Der CIA-Chef David Petraeus tritt wegen einer Beziehung zu seiner Biografin zurück. Das Verhältnis flog durch intime E-Mails auf, die das FBI beobachtete.

Plötzliches Karriereende: David Petraeus wurde von Vizepräsident Joe Biden als CIA-Chef vereidigt. Er schwor auf die Familienbibel. Bild: dapd

WASHINGTON taz | Weder Drohnen-Attacken noch die Todesfälle von Bengasi, sondern eine außereheliche Affäre hat die Karriere von CIA-Chef David Petraeus abrupt beendet. Der Viersternegeneral und ehemalige Kommandant im Irak- und Afghanistan-Krieg erklärte am Freitag seinen Rücktritt.

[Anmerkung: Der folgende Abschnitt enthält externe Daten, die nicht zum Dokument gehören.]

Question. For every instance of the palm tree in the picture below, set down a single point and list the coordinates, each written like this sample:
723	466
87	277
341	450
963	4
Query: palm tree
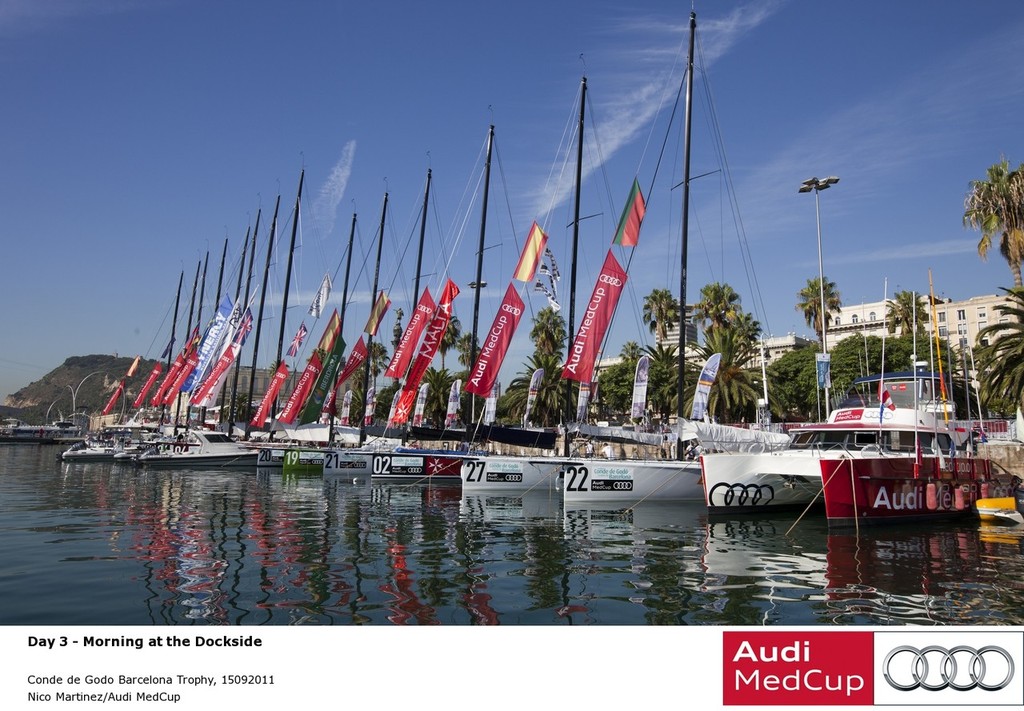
451	337
906	310
995	206
810	303
548	333
660	311
719	305
1000	362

Sein Benehmen sei „inakzeptabel“, begründete Petraeus gegenüber CIA-Beschäftigten, „sowohl als Ehemann als auch als Chef einer Organisation wie unserer“. Der Militär gilt vielen US-AmerikanerInnen als „Held“. Er war eine Zeit lang auch als potenzieller Präsidentschaftskandidat der republikanischen Partei im Gespräch. Im Herbst 2011 beförderte Barack Obama ihn an die Spitze des CIA.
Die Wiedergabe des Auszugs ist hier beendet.